M. le président. La parole est à M. Sebastien Pla, pour la réplique.

M. Sebastien Pla. Monsieur le ministre, j’entends ce que vous dites et je m’en réjouis. Vous avez raison de rappeler qu’il faut veiller à ne pas créer trop de normes.

Toutefois, il faut surtout donner des moyens aux territoires qui n’en ont pas, notamment ceux où l’on trouve des structures d’utilité publique comme l’abattoir de Quillan, où il est difficile de recruter du personnel doté d’un certain niveau de compétences.

mise en place des clauses miroirs aux frontières du marché intérieur

M. le président. La parole est à M. Guislain Cambier, auteur de la question n° 906, adressée à M. le ministre de l’agriculture et de la souveraineté alimentaire.

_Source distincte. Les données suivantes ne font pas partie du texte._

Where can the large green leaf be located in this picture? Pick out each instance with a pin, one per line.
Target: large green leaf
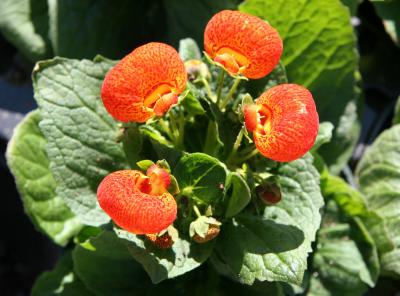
(389, 11)
(378, 174)
(345, 261)
(27, 159)
(319, 53)
(60, 281)
(162, 264)
(83, 29)
(201, 177)
(186, 18)
(105, 266)
(275, 246)
(25, 24)
(81, 135)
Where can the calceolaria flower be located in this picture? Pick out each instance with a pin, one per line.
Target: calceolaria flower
(284, 122)
(145, 83)
(136, 202)
(242, 44)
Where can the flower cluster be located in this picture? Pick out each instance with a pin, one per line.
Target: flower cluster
(147, 83)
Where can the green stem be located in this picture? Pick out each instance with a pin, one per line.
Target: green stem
(208, 89)
(220, 84)
(196, 210)
(166, 128)
(225, 101)
(181, 122)
(236, 145)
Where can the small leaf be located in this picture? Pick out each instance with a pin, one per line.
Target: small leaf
(192, 105)
(239, 196)
(107, 268)
(201, 177)
(162, 264)
(28, 161)
(189, 50)
(62, 280)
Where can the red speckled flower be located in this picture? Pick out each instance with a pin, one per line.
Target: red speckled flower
(136, 202)
(242, 43)
(284, 122)
(145, 83)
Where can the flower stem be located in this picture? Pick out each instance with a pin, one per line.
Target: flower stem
(236, 145)
(220, 84)
(225, 101)
(248, 156)
(196, 210)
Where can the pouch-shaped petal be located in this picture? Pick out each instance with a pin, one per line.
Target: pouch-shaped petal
(242, 43)
(133, 87)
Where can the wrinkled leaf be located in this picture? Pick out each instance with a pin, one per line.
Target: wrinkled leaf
(105, 266)
(81, 135)
(319, 54)
(28, 161)
(275, 246)
(161, 264)
(378, 174)
(238, 194)
(60, 281)
(201, 177)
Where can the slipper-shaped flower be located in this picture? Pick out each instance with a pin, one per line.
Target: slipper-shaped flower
(284, 122)
(136, 202)
(145, 83)
(242, 44)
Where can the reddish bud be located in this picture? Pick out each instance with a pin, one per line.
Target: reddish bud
(144, 83)
(286, 122)
(137, 203)
(242, 43)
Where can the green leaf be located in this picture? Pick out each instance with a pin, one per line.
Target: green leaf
(162, 146)
(27, 159)
(319, 54)
(396, 118)
(189, 50)
(25, 24)
(201, 177)
(132, 143)
(189, 18)
(389, 11)
(106, 267)
(83, 29)
(378, 174)
(192, 105)
(345, 261)
(258, 86)
(275, 246)
(238, 194)
(162, 264)
(324, 135)
(81, 135)
(60, 281)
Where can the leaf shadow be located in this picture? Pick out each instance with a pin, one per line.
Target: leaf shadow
(249, 235)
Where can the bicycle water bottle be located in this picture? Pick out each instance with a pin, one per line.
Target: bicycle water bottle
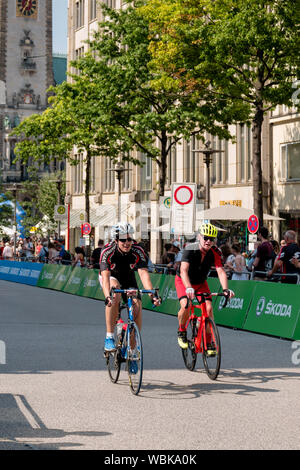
(120, 323)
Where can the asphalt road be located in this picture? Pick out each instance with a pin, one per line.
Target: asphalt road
(55, 393)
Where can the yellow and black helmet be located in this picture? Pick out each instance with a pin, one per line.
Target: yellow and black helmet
(209, 230)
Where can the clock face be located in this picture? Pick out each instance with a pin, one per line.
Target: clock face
(26, 7)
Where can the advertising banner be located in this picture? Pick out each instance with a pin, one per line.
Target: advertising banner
(90, 284)
(75, 281)
(274, 309)
(17, 271)
(60, 277)
(235, 312)
(47, 276)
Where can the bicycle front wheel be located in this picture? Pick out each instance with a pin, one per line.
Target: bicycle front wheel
(211, 354)
(189, 355)
(113, 360)
(135, 359)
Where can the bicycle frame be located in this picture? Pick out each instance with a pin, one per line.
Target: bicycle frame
(201, 319)
(129, 348)
(130, 294)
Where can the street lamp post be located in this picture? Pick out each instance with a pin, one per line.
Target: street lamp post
(14, 189)
(208, 153)
(119, 170)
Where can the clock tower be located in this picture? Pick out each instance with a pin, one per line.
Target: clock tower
(26, 72)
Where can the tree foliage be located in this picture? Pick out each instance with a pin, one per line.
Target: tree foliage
(247, 49)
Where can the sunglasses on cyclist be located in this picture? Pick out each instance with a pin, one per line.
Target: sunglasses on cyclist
(206, 238)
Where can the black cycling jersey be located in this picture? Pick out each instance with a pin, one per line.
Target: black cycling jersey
(199, 269)
(287, 252)
(122, 265)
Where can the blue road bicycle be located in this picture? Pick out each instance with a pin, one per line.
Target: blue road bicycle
(129, 348)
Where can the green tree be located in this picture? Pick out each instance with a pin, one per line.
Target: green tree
(6, 212)
(247, 49)
(139, 107)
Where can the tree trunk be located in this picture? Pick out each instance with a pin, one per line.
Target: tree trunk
(163, 164)
(87, 186)
(257, 163)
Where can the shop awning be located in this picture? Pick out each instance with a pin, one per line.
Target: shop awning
(230, 212)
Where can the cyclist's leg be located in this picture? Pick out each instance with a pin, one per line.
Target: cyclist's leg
(111, 316)
(137, 312)
(183, 314)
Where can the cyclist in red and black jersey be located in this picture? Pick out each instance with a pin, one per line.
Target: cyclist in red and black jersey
(118, 262)
(197, 260)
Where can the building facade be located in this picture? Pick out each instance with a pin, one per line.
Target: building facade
(26, 72)
(231, 172)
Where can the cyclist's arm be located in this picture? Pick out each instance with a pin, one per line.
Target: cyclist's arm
(184, 269)
(222, 277)
(277, 266)
(106, 282)
(145, 278)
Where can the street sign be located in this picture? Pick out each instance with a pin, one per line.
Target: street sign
(183, 208)
(252, 238)
(253, 223)
(60, 212)
(86, 229)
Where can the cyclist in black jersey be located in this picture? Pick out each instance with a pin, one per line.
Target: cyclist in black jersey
(196, 262)
(118, 262)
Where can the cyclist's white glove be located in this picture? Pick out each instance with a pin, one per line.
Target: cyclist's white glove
(190, 292)
(229, 293)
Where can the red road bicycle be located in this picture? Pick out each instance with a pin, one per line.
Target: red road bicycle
(203, 337)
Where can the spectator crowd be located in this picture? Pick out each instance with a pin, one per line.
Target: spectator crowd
(269, 261)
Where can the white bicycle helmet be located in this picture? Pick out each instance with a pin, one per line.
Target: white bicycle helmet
(121, 228)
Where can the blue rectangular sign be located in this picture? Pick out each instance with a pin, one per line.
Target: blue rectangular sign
(17, 271)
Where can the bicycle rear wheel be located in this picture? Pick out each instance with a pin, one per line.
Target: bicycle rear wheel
(135, 359)
(212, 360)
(189, 355)
(113, 360)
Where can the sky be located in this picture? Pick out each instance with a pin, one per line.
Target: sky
(60, 12)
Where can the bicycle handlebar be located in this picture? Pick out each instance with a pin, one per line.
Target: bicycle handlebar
(132, 291)
(208, 294)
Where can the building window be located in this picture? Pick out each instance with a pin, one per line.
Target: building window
(79, 14)
(109, 179)
(93, 9)
(146, 173)
(93, 174)
(77, 176)
(190, 159)
(219, 174)
(244, 154)
(127, 176)
(171, 165)
(290, 161)
(110, 3)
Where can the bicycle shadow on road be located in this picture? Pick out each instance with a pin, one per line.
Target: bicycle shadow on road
(232, 381)
(22, 428)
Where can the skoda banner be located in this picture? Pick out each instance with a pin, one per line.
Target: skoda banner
(235, 312)
(15, 271)
(274, 310)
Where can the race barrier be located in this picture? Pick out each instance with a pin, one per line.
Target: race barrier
(25, 273)
(258, 306)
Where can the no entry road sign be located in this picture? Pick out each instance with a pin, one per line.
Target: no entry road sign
(253, 223)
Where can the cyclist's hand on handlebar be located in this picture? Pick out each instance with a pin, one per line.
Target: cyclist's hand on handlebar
(190, 292)
(155, 300)
(108, 301)
(228, 293)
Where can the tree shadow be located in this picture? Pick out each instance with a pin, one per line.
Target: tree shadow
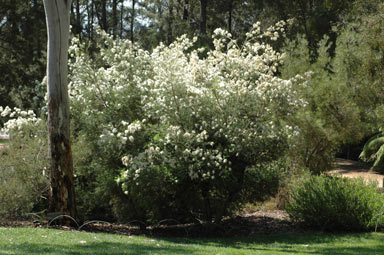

M. Guislain Cambier. Monsieur le ministre, lors du premier conseil de l’Union européenne sous présidence française, le 17 janvier 2022, vous avez fait de la mise en place des clauses miroirs une priorité européenne.

Évoquées à plusieurs reprises par le Président de la République, ces mesures imposeraient aux partenaires commerciaux qui souhaitent exporter leurs produits agricoles vers l’Union européenne de se conformer au préalable à ses normes sanitaires et environnementales.

Aujourd’hui, alors que les agriculteurs français respectent les nombreuses préconisations de la Commission européenne, tout particulièrement la réduction drastique de produits phytosanitaires, ces obligations ne sont pas imposées aux produits importés de l’extérieur de l’Union européenne. C’est ainsi que des pesticides et antibiotiques non autorisés en Europe peuvent l’être à l’étranger et se retrouver dans nos assiettes.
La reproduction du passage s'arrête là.